Any deviation from the state-sponsored Sunni Islam is viewed as a direct challenge to the state itself.

“There is no room whatsoever for any interpretation of Islam in the UAE other than their own,” says Hiba Zayadin, UAE researcher at Human Rights Watch. “As soon as you are out of step or criticize the state’s definition of moderate Islam, you are in trouble.”

Wary of the Muslim Brotherhood, which challenges the Gulf monarchies’ grip on power, the UAE has jailed Brotherhood sympathizers as terrorists and discourages various strands of Sunni and Shiite Islam from holding public displays of worship.

Rising tide of tolerance?

In 2017, to promote the UAE’s interfaith outreach at home and across the region, the Emirates created the world’s first “Ministry of Tolerance.”

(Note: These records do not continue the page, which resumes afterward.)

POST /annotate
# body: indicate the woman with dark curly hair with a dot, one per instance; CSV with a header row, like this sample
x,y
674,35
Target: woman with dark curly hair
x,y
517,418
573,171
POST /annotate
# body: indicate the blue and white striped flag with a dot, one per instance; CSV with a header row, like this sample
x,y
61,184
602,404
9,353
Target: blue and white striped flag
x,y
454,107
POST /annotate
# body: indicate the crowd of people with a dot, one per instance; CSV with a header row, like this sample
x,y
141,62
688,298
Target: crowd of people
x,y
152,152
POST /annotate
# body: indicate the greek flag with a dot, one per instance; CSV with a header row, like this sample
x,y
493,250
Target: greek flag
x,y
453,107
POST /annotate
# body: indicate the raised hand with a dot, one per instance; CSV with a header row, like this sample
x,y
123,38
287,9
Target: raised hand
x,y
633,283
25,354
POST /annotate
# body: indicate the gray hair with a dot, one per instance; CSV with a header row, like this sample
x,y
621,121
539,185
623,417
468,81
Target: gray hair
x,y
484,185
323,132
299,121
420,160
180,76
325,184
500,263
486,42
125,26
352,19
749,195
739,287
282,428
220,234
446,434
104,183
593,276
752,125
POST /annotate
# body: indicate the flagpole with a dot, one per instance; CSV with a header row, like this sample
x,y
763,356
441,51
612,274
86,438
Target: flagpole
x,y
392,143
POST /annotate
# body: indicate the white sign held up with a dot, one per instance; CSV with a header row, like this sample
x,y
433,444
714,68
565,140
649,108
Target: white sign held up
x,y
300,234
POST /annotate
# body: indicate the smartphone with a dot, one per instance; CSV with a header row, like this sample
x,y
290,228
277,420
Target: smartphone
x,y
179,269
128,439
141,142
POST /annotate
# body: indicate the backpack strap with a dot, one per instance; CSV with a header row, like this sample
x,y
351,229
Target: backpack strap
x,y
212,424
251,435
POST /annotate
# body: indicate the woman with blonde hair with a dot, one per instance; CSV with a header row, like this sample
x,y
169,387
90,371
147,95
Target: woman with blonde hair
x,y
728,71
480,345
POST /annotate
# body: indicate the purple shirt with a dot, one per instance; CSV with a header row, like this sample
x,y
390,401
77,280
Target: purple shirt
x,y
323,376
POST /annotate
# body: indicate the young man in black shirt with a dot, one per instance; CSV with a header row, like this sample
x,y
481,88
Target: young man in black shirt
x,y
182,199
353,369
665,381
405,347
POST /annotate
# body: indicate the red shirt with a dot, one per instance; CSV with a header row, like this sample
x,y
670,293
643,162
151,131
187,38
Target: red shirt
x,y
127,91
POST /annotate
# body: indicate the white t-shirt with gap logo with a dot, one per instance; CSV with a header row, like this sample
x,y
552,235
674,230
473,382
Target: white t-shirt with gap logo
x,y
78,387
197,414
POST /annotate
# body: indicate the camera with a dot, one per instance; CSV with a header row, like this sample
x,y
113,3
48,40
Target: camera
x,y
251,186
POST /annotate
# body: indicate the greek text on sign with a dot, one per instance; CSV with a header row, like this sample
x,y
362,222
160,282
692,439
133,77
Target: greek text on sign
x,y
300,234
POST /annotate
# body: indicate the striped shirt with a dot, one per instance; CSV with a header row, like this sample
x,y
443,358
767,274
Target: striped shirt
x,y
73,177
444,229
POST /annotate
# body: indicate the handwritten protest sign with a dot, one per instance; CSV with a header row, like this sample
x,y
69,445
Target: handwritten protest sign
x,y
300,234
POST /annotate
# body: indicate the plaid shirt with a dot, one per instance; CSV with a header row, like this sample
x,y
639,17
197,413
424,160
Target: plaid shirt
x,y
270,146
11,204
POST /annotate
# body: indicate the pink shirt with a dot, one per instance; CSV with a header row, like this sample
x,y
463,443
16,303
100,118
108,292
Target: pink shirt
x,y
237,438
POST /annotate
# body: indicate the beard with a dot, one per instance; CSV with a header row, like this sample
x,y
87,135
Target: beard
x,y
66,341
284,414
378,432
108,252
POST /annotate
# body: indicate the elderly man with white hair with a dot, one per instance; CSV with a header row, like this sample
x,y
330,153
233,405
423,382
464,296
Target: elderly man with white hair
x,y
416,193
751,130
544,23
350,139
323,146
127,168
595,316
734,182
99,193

It is headed by Sheikh Nahyan bin Mubarak, a member of the ruling family who drops the word “tolerance” so frequently it sounds like a mantra. His grandfather, Shakbut Al Nahyan, offered land for the first church in the Emirati capital as the ruler of Abu Dhabi more than a half-century ago.

“We have a history of living alongside the other and respecting the other, and we don’t want to take this for granted,” Sheikh Nahyan says. Noting the presence of extremist groups elsewhere in the region, he adds, “We have to protect future generations from intolerance.”

The UAE’s leaders are confident their model can encourage a change of approach in the Gulf.

“After the pope’s visit, Saudi newspapers had headlines and stories stating that ‘Pope’s next visit to the Gulf will be Saudi Arabia,’” Sheikh Nahyan noted. 

“We believe light will prevail at the end, and by upholding good human principles of acceptance and tolerance here in the UAE, we are playing our role to help spread this light in the region.”